The main factor behind their surrender, however, was the killing, repression and displacement of Sunni civilians by the US military and pro-occupation Shiite militias over the previous four years. Long before 30,000 additional American troops arrived in the country, tens of thousands of ordinary people had been murdered and as many as two million forced from their homes, especially from the Sunni suburbs of Baghdad, where the insurgency had its main base of support.
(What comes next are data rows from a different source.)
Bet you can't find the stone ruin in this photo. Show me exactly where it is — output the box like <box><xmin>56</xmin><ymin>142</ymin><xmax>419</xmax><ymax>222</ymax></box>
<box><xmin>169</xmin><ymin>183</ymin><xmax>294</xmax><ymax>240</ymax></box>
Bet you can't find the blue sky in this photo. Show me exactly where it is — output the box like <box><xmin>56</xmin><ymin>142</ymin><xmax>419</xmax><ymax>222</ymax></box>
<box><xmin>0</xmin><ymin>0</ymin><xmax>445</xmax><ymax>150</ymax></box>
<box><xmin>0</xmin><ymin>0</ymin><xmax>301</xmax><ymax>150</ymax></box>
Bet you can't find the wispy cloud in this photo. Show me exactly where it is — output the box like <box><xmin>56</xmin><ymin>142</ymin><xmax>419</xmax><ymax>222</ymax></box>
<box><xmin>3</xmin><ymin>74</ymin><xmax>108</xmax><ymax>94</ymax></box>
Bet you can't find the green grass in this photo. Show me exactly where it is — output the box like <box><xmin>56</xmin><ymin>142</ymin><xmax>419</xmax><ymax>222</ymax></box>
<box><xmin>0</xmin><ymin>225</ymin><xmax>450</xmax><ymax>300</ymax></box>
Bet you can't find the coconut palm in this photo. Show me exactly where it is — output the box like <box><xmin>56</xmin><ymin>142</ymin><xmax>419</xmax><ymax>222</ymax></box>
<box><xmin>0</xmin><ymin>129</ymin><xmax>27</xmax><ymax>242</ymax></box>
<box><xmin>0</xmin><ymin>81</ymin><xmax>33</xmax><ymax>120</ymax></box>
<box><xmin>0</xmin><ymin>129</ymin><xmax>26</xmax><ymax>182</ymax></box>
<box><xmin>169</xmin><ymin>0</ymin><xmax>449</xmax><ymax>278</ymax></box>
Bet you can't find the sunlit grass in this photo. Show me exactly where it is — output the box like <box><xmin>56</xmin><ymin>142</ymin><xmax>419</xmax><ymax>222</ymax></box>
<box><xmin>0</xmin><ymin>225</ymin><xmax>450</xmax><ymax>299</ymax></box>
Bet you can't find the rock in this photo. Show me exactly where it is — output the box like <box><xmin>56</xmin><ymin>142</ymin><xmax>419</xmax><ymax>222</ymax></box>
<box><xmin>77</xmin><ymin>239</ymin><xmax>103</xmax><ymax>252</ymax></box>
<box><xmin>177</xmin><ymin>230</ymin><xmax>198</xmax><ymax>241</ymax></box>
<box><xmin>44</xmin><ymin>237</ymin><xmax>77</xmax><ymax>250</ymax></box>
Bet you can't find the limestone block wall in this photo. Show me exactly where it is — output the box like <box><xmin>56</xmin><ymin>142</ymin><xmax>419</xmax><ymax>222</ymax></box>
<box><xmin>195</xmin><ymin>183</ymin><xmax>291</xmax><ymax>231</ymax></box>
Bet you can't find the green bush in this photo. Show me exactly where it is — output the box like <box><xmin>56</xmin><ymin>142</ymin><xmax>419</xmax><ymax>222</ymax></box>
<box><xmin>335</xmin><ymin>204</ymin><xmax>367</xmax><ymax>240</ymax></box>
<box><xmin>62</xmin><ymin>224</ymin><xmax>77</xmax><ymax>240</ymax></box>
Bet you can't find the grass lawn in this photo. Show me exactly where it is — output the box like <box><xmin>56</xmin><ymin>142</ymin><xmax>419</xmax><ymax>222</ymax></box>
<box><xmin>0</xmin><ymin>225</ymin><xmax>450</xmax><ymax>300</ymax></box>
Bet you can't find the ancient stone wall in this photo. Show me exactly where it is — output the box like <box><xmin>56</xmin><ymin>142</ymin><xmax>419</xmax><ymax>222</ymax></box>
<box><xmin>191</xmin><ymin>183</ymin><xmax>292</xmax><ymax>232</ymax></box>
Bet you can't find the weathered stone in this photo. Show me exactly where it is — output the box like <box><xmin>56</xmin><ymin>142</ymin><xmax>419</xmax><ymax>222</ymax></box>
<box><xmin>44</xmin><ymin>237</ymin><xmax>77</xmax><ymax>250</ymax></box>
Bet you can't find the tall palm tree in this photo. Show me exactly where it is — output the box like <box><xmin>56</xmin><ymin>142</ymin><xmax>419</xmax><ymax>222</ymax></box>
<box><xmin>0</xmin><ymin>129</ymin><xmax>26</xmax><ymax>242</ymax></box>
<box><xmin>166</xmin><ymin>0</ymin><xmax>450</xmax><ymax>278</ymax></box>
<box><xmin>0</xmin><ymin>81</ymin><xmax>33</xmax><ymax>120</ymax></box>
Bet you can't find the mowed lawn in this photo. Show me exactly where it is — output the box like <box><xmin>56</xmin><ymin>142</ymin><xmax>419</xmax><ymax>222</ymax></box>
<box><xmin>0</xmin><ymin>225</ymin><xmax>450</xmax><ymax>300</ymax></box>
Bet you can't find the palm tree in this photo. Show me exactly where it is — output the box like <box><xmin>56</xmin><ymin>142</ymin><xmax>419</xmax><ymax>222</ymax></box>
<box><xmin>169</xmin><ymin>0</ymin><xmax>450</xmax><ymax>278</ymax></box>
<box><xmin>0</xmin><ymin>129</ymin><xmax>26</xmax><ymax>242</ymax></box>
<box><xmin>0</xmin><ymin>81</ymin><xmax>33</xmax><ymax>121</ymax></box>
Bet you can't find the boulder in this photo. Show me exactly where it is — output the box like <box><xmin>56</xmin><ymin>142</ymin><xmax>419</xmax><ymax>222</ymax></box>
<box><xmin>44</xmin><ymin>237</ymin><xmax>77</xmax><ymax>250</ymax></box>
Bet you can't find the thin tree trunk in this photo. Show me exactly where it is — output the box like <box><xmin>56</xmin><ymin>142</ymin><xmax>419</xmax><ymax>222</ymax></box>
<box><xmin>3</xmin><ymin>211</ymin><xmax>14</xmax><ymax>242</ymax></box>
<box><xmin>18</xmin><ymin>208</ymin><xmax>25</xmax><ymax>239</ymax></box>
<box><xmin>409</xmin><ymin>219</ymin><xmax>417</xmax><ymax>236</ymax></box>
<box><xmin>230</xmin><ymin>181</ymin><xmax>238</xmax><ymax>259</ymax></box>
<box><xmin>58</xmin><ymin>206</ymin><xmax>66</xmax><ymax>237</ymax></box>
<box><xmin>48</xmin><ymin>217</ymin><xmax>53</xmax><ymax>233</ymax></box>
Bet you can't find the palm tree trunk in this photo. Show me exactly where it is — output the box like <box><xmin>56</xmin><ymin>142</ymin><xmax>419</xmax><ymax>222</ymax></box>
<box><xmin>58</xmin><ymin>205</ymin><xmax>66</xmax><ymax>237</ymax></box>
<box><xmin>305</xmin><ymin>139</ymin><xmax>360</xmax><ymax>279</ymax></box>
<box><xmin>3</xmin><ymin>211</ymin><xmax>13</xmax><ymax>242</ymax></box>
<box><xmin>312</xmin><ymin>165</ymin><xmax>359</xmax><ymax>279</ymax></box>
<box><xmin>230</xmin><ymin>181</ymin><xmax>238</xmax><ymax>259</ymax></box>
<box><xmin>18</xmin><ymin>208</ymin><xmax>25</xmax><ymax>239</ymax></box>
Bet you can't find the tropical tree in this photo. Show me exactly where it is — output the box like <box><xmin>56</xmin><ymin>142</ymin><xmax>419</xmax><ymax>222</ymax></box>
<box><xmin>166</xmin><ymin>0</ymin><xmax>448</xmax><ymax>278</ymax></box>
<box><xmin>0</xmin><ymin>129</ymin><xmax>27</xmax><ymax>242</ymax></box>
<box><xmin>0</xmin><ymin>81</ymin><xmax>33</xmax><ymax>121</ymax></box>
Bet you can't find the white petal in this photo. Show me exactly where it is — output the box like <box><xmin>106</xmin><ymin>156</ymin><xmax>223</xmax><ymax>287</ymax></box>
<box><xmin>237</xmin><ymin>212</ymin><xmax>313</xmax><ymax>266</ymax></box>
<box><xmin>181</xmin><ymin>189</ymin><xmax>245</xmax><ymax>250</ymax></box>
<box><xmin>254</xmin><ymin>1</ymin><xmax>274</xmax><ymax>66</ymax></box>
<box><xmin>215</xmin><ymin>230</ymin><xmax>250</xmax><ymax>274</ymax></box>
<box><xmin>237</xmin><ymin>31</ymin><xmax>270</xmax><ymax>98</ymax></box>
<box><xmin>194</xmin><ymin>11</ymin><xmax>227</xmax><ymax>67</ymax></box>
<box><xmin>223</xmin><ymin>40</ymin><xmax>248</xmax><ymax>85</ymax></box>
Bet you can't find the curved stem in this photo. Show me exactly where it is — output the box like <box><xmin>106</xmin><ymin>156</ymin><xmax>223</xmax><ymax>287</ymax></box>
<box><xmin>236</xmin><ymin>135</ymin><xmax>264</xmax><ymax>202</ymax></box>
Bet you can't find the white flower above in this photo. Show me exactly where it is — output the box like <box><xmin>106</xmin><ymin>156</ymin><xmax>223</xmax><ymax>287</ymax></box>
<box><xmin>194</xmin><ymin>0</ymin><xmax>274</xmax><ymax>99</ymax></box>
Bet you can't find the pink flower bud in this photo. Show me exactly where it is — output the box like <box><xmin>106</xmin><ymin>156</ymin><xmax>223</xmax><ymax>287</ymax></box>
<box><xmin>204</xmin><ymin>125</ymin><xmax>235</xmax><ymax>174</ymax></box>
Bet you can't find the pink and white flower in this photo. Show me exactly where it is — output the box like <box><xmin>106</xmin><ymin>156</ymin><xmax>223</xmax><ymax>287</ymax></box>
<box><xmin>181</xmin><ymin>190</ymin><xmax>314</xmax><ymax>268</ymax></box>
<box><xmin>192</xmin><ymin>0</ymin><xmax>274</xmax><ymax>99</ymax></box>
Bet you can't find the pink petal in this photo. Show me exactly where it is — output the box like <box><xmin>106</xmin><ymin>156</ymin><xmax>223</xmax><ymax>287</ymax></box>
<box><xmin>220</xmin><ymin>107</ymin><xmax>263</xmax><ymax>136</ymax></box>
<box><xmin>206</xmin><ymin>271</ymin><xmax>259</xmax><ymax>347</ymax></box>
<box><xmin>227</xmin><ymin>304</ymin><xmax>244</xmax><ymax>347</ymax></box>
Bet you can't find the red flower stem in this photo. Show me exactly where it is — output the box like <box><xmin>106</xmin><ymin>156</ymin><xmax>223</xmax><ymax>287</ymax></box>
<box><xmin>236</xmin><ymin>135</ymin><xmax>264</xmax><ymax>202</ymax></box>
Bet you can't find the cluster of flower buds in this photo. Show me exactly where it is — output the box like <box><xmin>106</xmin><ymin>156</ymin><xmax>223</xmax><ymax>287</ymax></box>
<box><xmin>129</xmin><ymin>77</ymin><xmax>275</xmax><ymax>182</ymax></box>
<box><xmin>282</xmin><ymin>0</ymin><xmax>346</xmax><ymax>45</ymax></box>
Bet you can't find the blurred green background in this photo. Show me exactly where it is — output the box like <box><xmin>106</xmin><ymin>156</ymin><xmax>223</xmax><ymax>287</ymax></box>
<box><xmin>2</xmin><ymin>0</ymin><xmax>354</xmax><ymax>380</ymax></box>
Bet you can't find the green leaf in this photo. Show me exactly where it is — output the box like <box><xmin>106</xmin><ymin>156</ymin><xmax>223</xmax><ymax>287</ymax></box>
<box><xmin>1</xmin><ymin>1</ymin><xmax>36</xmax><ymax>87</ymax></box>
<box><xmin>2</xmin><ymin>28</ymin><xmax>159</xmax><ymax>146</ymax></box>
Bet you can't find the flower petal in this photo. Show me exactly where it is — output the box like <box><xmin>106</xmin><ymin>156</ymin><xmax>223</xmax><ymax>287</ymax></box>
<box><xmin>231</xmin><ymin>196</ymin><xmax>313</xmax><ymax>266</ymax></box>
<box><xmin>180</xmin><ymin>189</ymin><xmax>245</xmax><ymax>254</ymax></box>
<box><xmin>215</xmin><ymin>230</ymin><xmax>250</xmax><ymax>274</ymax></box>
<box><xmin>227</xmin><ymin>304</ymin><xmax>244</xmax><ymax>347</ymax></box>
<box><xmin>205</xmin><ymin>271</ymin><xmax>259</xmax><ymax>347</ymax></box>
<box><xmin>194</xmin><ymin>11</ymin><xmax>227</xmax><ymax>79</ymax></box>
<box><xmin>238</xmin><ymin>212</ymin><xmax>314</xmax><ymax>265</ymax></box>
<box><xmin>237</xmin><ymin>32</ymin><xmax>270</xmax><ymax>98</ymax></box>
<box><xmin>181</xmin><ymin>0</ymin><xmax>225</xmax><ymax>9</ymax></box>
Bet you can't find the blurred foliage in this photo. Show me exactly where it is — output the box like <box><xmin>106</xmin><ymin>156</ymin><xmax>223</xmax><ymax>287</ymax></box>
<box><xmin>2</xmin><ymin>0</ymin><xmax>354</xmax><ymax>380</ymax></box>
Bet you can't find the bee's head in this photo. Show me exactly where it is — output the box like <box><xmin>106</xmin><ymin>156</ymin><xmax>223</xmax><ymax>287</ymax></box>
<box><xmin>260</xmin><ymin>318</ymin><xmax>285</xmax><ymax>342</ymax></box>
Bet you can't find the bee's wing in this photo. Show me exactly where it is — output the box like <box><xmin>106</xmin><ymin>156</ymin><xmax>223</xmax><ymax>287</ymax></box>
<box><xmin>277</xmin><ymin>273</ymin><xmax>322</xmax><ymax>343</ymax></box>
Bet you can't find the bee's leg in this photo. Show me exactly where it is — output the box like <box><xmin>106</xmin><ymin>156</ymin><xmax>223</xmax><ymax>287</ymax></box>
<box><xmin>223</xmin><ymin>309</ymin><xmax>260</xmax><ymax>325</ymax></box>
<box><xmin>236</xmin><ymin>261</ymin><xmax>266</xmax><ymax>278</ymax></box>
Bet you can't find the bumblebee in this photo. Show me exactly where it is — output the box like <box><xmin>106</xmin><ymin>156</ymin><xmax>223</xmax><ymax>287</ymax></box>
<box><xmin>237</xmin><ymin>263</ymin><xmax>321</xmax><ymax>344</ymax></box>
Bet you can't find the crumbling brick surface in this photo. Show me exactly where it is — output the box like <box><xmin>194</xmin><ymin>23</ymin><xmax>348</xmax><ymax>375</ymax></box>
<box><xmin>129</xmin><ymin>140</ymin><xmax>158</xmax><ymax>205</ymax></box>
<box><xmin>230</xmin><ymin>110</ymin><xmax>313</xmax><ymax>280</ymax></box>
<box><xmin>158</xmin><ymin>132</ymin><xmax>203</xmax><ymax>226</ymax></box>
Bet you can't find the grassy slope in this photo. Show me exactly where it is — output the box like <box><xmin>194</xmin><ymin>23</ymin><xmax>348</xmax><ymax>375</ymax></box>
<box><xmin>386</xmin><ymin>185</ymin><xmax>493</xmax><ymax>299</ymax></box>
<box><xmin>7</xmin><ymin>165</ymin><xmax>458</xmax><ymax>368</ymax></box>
The “clear, hold, build” tactics consisted in enclosing entire suburbs behind 12-foot high concrete walls, denying the population electricity and food supplies and systematically slaughtering any who continued to resist. While Kilcullen did not mention it, the COIN tactics he monitored in Iraq relied heavily on the use of special forces units to assassinate alleged insurgent leaders, commanders, financiers and technical personnel, and to generally terrorise the population.


After the Sunni population was subdued, opposition to the occupation among the largely Shiite working class was crushed in similar fashion in Basra and Baghdad’s Sadr City district. In the first months of 2008 alone, according to the Iraqi government, over 2,000 members of the Shiite Mahdi Army militia were assassinated or killed in combat operations.


Kilcullen justified his call for the escalation of the war in Afghanistan with the claim that the “West” had a “moral obligation” to the Afghan people. The reality is that it will require mass killing in both Afghanistan and the border regions of Pakistan to duplicate the terror that prevailed in Iraq in 2007 and led insurgents to accept the occupation’s “system of control”. The displacement of over two million people from areas of North West Pakistan and the recent reports of pro-government death squads operating in Swat Valley is evidence that it is already well underway.


Men like Kilcullen are well aware of the real motives behind these predatory wars of imperialist plunder. He would be intimately familiar with the voluminous writings by US strategic thinktanks following the Cold War on the importance of US imperialism’s domination of the Central Asian region and the necessity of controlling the flow of oil from Middle East. The war on terrorism is simply the pretext to accomplish these neo-colonial aims.


In a revealing part of his lecture, Kilcullen referred to his studies of the tactics of German commanders responsible for the occupation of areas of Eastern Europe during World War II. The problem they had faced in curbing insurgencies, he said, was that the “rapacious nature”, “economic interests” and “genocidal policies” of the Nazi state had thwarted their local level efforts to win over the occupied peoples.


The character of counter-insurgency, he stated, “mirrors the state carrying it out”. While damning Nazi Germany, Kilcullen simply asserted that the US and its Western allies were “good states”. However, if one follows his logic and considers the character of the US-led counter-insurgency, with its countless atrocities and the deaths of an estimated 1.2 million Iraqis and unknown numbers of Afghans, then one would have to conclude that US imperialism is just as “rapacious” in its drive for “economic interests” as its German counterpart.


David Kilcullen is coldly indifferent to the criminality of US foreign policy and the immense suffering it has caused. In his book, he writes that “the task of the moment is not to cry over split milk but clean it up” and “not to second-guess the decisions of 2003 but to get on with the job at hand”. In helping to devise and carry out these war crimes, Kilcullen is remarkably similar to the Nazi officers who also “got on with the job at hand”.